Per regolare i rapporti patrimoniali tra i coniugi il nostro codice civile prevede un regime applicabile a tutte le famiglie nel caso in cui i coniugi non esprimano alcuna volontà specifica; tale regime patrimoniale è quello della comunione legale. Ad ogni modo la legge consente ai coniugi di scegliere un regime diverso sia al momento del matrimonio che successivamente.
I coniugi possono stipulare apposita convenzione matrimoniale per scegliere un regime diverso, come ad esempio la separazione dei beni ovvero la comunione convenzionale. Altre regole particolari sono previste per la impresa familiare e per il fondo patrimoniale, con il quale ciascuno o ambedue i coniugi o un terzo possono destinare alcuni beni a far fronte ai bisogni della famiglia.
In questo settore, il notaio può essere molto utile: egli infatti conosce molto bene la materia ed è in grado di consigliare ed informare sui vantaggi e gli svantaggi di ciascun regime patrimoniale.

Comunione legale
La comunione legale dei beni costituisce il regime normale che opera tra coniugi in mancanza di una diversa scelta al momento del matrimonio o in un secondo tempo. Non tutti i beni dei coniugi rientrano nella comunione legale: ne sono esclusi, ad esempio, i beni che ciascun coniuge già possedeva prima del matrimonio, i beni acquistati anche successivamente al matrimonio per successione o donazione (a meno che il testamento o la donazione non preveda l’attribuzione ad entrambi) ed i beni di uso strettamente personale.
Una delle caratteristiche principali del regime di comunione legale consiste 
nell'acquisto automatico in capo ad entrambi i coniugi anche se nell'atto di acquisto sia intervenuto uno solo di essi. Regole particolari sono previste per la titolarità delle aziende (a seconda del soggetto che le gestisce e del periodo in cui sono state costituite) e per i risparmi (che in certi casi cadono in comunione solo al momento in cui la comunione si scioglie, così che si parla – in tali casi – di comunione legale de residuo).
L’amministrazione dei beni comuni spetta a ciascuno dei coniugi, disgiuntamente dall’altro, per gli atti di ordinaria amministrazione; per gli atti di straordinaria amministrazione occorre il consenso di entrambi i coniugi. Un consulente esperto, come il notaio, potrà fornire ogni informazione sia sulle regole generali che sui singoli casi concreti.

Separazione dei beni
Si tratta del regime patrimoniale più semplice: i coniugi mantengono separati i rispettivi patrimoni.

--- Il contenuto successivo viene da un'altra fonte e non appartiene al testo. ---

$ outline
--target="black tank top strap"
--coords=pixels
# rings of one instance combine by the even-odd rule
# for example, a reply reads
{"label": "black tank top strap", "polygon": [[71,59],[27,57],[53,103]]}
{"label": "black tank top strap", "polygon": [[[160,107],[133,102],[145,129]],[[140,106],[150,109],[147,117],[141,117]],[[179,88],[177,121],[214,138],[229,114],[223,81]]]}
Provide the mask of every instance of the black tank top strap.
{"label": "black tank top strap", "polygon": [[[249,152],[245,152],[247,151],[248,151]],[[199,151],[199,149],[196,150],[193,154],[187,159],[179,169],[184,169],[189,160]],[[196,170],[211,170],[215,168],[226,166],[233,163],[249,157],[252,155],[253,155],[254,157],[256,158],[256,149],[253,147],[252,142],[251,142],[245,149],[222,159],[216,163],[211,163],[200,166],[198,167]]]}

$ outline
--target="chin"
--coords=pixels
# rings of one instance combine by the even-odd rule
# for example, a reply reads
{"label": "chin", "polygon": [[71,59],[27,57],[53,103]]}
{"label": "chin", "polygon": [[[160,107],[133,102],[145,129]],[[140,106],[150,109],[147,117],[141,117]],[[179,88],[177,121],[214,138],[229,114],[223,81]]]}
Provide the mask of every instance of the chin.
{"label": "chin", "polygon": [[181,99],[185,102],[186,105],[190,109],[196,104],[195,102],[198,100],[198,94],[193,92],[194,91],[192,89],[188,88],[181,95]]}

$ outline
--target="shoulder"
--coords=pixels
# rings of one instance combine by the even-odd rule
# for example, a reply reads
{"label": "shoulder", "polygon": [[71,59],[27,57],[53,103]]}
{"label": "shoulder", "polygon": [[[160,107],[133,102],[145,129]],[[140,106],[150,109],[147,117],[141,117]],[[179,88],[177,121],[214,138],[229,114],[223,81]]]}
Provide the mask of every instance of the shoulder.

Ciascuno rimane proprietario dei beni che possedeva prima del matrimonio e di quelli che acquista successivamente. Ciascun coniuge può amministrare liberamente i propri beni. I coniugi possono scegliere il regime di separazione dei beni o al momento del matrimonio, mediante apposita dichiarazione, ovvero successivamente, con convenzione matrimoniale.